Split out integer functions from the math module

tim.one · May 10, 2025, 11:55pm

Far as I know, those have never been suggested, let alone asked for.

There are relatively very few “math modules” in the top-level module hierarchy. So “flat is better than nested” tends to rule. Until “flat” gets so very broad that “namespaces are one honking great idea” steps in to introduce some clearly beneficial separation of spaces.

>>> import math
>>> len(dir(math))
67

The flat math module is already quite “broad” Splitting the int functions out would help combat that bloat. But doesn’t matter to that whether the new module is top-level or sub. I prefer “top-”.

It’s not a slippery slope - splitting out the int functions has been a topic for years already, and there are no other candidates in sight.

BrenBarn · May 11, 2025, 12:59am

I don’t find any of these convincing.

These are doc bugs and can be fixed regardless of the module organization. In my view the “simplicity” of having a note at the top that says every function returns a float is of minimal convenience. It would be better to just remove it and make every function’s documentation self-contained, and then there would be no lies.

Sort of tangential, but I think these kinds of doc-rot problems can indicate process failures at other levels — for instance, a lack of rigor in ensuring that no behavior changes get merged without accurate docs. Every time someone tried to add one of these integer functions to math, the change should have been blocked until the docs were made correct.

I don’t see this as a big deal. As you noted in a later post, there are only 67 functions in math right now, which wouldn’t increase to an unmanageable number even if we added more integer functions. Also, what you get as completions after you type “c” (or whatever prefix) is likely to have as much to do with coincidences of spelling as with the return type. When I’m looking for cosine I probably don’t want to be bothered with copysign either, but that’s neither here nor there.

We can end that argument by just saying that’s not what it’s for (even if at some point in the past that’s what it was intended to be).

Personally I’m against framing the scope of library modules in terms of implementation details like whether the functions are provided by a lower-level C library. They should be framed in terms of user affordances, e.g., you use math if you want to. . . do math. If we want to split them into submodules, that can be done according to domain-relevant distinctions — different conceptual subdivisions of math, not different implementations. It might make sense, for instance, to split combinatorics-type functions into a submodule. (I like the idea of submodules, incidentally.)

bwoodsend · May 11, 2025, 1:41am

If we really did start splitting modules up based on return type then I would consider it misleading to keep calling math math instead of something that indicates floats. ^[1]
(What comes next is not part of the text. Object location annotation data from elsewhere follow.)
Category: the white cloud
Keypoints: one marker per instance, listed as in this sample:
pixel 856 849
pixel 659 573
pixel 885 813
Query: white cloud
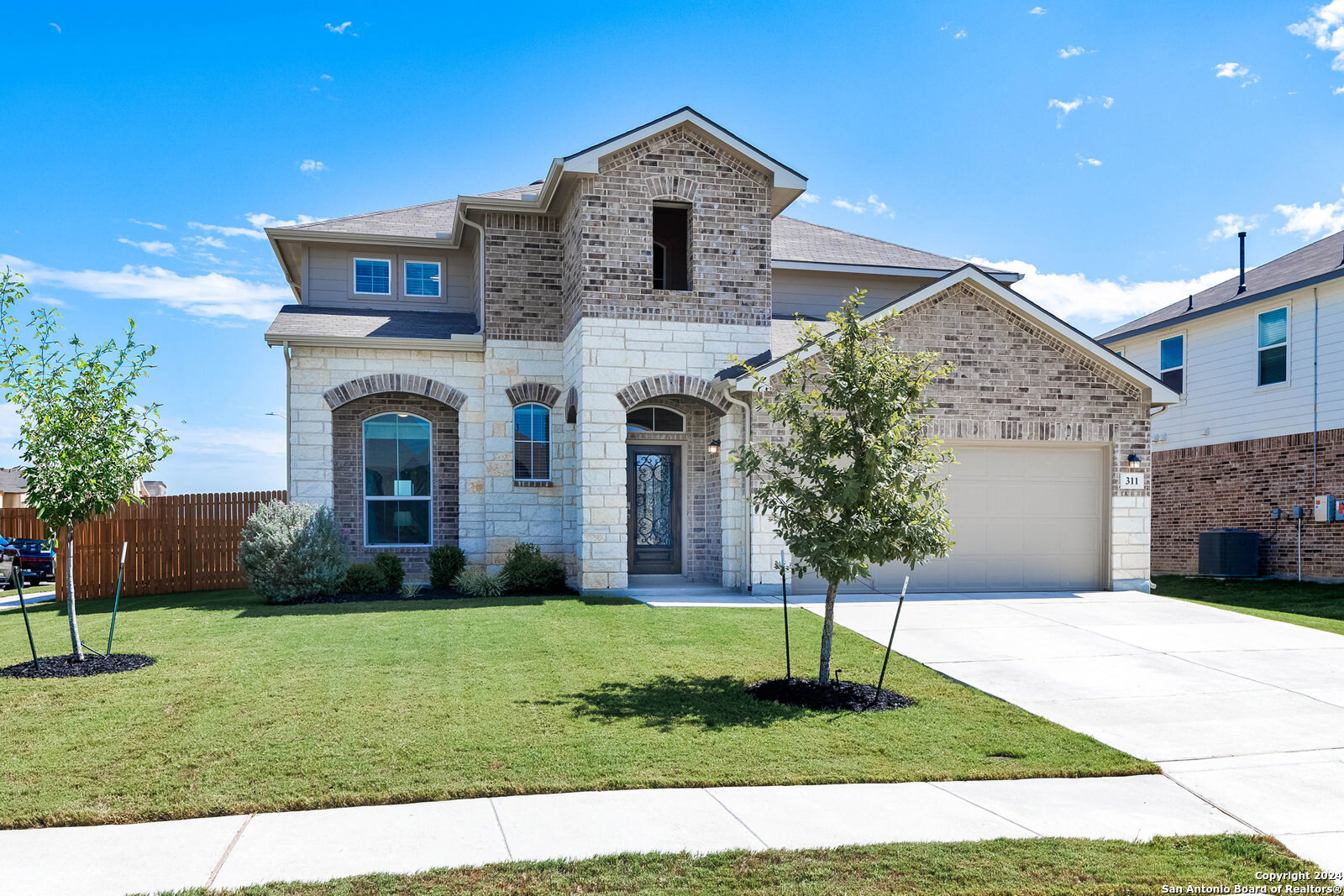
pixel 1236 70
pixel 1326 29
pixel 871 206
pixel 1095 305
pixel 154 248
pixel 1231 224
pixel 1312 221
pixel 257 219
pixel 205 295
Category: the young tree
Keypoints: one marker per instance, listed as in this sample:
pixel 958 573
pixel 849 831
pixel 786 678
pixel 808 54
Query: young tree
pixel 82 441
pixel 853 479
Yes, you could argue the same for cmath but I don’t believe many people really expect complex numbers to not be special ↩︎

tim.one · May 11, 2025, 3:04am

Nobody has suggested that. We’re splitting modules by application domain. It so happens in the case under discussion that the math module functions associated with “number theory” (hence @skirpichev’s favored ntheory name) are essentially those that return ints, while those not associated with number theory return floats.

More generally, a “number theory function” is a mapping from the positive integers to complex numbers, although all those Python implements so far return ints. An example of one that returns floats is the von Mangoldt function.

If Python did implement that, it would also be a poor fit for math, but right at home in a module devoted to number-theoretic functions.

BTW, in effect, we are splitting by type, but by the type of the domain rather than by the type(s) of results. The “number theoretic functions” are all and only those that raise TypeError if you pass a float.

malemburg · May 11, 2025, 12:01pm

Most of those can be fixed by patching the documentation.

The original idea to wrap libm was a good motivation, but things have move on since those days. This shouldn’t be interpreted as a limiting factor, IMO.

Right and a good motivation at that.

OTOH, the few integer functions in the math module are most likely used by far more people and at the same time a lot less confusing than imaginary numbers.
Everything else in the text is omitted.